Top-ranked features using MRMD feature selection technique. Next, we would like to compare our performance results with a baseline machine learning technique to check whether the deep CNN has generated more hidden information and given a significant performance. Since nearest neighbor (kNN) (Keller et al., 1985) has been used to represent for traditional machine learning classifiers in different problems, we implemented it in our study for comparison. We used hyperparameter optimization process and found that the model performed consistently at 10 neighbor trees. The optimal performance reached 78.8%, 86.8%, 82.8%, 0.66, and 0.885 for sensitivity, specificity, accuracy, MCC, and AUC, respectively. Compared with the performance from CNN, kNN was lower in term of sensitivity, accuracy, MCC, and AUC. It is enough evidence to say that the deep neural network could learn more features and produce a better performance than traditional neural networks.

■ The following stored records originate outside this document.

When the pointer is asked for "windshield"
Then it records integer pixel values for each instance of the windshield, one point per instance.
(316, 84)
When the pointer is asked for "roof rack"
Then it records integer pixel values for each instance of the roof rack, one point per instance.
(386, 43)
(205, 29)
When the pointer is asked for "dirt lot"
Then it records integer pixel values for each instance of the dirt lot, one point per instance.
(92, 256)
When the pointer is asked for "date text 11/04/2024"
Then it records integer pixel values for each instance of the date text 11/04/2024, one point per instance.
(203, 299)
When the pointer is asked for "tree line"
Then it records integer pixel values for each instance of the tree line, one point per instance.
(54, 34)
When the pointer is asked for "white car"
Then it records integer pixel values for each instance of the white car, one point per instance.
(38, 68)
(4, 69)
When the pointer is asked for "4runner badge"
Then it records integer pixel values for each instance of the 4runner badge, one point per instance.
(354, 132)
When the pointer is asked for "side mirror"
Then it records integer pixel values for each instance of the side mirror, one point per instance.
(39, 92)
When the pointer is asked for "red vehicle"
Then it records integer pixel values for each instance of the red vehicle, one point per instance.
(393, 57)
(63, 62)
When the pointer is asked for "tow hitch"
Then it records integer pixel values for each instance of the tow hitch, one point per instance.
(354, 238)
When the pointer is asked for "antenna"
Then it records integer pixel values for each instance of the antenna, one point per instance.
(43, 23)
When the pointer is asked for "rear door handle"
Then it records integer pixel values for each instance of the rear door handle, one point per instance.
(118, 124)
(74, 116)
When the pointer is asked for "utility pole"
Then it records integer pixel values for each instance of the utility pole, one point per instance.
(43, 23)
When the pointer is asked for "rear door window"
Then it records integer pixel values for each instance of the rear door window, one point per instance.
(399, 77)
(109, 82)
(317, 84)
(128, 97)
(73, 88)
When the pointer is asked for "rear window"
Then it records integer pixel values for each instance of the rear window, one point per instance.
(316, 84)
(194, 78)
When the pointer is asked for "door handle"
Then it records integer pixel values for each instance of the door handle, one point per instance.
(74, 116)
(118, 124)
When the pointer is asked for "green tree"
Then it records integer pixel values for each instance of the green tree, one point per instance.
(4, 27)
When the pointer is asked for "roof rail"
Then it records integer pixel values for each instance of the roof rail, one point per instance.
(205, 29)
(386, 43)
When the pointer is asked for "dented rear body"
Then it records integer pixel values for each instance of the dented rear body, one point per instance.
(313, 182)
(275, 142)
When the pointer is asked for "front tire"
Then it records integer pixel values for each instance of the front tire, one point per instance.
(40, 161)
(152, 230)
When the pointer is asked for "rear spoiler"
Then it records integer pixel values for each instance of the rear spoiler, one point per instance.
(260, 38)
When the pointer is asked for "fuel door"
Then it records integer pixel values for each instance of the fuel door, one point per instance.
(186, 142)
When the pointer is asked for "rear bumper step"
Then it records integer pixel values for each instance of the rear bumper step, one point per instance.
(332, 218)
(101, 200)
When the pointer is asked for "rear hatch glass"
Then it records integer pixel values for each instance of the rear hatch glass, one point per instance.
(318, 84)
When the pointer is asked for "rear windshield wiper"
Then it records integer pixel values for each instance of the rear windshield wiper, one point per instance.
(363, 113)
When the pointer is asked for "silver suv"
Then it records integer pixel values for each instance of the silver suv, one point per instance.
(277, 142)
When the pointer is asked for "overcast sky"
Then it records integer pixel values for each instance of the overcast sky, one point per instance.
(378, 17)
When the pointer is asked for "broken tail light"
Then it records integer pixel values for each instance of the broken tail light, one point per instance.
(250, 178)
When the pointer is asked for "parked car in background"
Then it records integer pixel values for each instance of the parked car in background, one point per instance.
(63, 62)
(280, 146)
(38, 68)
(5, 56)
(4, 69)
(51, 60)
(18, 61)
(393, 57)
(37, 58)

Classifying Promoters' Strength

Since the combination of N-grams performed well in the first layer classification, we aimed to use the same experimental setups for the second layer (classifying promoter's strength). Our dataset includes 1591 strong promoters and 1792 weak promoters as collected from Xiao et al. (2018) and has been mentioned in the dataset section. The experiments show that our method, which used a combination of N-grams, could classify the promoter's strength with an accuracy of 73.1%, sensitivity of 69.4%, specificity of 76.4%, and MCC of 0.46. The performance was also better than the baseline models with single levels of N-grams. It means that we can use this setup for both layers with promising results.

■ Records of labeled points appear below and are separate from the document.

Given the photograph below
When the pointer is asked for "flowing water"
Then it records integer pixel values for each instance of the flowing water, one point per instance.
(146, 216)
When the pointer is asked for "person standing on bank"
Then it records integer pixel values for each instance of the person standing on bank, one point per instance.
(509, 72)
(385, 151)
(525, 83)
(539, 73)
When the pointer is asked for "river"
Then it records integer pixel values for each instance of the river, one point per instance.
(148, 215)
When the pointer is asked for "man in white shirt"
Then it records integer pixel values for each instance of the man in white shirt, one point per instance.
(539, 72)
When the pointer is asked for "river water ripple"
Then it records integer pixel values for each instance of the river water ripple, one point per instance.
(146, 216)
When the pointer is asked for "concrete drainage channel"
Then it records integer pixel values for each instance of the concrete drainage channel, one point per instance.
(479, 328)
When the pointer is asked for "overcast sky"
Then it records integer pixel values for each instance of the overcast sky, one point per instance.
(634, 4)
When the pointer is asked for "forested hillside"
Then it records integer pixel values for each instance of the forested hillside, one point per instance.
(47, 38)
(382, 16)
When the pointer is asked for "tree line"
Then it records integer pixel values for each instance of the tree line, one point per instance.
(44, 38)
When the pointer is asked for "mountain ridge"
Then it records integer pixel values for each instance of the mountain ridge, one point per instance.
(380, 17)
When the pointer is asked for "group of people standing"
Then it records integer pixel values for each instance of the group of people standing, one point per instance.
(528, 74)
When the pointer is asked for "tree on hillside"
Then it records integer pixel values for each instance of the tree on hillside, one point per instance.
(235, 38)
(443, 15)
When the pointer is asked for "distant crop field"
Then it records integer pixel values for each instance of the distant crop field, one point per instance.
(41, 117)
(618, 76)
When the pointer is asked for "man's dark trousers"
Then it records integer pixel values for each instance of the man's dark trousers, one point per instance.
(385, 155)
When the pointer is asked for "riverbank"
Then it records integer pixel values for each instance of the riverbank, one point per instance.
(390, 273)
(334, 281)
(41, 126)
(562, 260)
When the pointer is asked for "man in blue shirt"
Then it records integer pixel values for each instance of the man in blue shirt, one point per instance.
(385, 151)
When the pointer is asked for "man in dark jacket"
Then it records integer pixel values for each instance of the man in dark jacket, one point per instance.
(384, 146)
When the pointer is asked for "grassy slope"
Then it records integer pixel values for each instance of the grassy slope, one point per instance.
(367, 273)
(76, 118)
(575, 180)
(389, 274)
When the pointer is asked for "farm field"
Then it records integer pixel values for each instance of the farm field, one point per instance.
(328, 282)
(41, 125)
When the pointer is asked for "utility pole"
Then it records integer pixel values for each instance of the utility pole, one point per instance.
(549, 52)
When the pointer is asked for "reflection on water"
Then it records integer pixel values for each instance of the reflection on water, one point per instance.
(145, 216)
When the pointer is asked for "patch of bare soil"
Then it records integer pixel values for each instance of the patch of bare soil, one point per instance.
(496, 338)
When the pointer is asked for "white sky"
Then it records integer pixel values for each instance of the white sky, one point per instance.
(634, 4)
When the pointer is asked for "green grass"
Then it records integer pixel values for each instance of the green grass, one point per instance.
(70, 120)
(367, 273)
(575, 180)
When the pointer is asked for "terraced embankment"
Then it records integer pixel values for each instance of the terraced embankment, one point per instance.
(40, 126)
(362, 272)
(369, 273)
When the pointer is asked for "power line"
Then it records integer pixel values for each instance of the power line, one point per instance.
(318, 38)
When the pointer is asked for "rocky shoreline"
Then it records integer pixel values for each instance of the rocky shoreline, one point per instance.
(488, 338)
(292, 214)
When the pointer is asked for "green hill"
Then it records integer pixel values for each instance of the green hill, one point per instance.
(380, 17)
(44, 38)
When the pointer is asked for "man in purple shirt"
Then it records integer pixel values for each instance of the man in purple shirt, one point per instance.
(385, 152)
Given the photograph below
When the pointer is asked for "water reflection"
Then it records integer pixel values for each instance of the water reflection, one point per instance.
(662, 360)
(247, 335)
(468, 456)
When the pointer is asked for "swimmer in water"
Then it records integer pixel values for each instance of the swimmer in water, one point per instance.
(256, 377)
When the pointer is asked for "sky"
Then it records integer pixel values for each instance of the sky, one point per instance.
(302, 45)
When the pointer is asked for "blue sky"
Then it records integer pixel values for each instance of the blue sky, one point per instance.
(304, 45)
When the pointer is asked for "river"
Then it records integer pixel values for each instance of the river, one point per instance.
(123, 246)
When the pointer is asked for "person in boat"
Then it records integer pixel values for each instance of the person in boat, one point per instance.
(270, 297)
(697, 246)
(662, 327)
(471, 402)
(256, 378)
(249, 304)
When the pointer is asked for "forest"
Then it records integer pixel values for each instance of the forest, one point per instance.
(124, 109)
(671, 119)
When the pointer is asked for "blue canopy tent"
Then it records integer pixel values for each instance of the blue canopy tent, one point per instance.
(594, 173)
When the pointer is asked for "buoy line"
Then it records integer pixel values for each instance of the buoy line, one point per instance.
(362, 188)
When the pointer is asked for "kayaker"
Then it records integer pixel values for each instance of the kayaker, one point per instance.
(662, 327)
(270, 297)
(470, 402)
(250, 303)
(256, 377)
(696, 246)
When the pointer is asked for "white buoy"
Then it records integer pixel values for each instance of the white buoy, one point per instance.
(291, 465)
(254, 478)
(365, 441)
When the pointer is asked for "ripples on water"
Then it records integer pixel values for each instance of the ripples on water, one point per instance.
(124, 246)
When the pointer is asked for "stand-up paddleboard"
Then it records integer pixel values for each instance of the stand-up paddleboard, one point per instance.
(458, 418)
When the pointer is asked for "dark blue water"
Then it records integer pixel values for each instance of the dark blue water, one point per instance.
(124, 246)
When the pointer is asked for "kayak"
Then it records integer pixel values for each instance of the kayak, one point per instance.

Comparison the Performance Results Between Proposed Method and the Existing Methods

Our best model as mentioned in the previous sections is the combination of different N-gram levels and deep convolutional neural networks. To be fair, we have to compare our proposed method with the other previous works that regarding promoter classification. Also it is noted that we surely chose the previous works that used the same benchmark dataset. For the first layer, numerous studies had been done, including PCSF (Li and Lin, 2006), vw Z-curve (Song, 2011), Stability (de Avila e Silva et al., 2014), iPro54 (Lin et al., 2014), iPromoter-2L (Liu et al., 2017), and iPSW(2L)-PseKNC (Xiao et al., 2018). Among these studies, only the last one performed the classification of promoter's strength, thus we also compared with this predictor in our second layer. The results are shown in Table 4, and we highlighted the highest values to highlight the significance of each metrics. We then observed that our method outperforms other predictors in all metrics (sensitivity, specificity, accuracy, and MCC) in both layer classifications. Another improvement is that our approach could be applied to actual genome sequences (long fragments of bacterial genomes) rather only short sequences. All sequences with different length will be trained to become a vector with a fix-length. It helps to input any form of sequences flexibly.

Table 4

Comparison with previous predictors on the same benchmark dataset.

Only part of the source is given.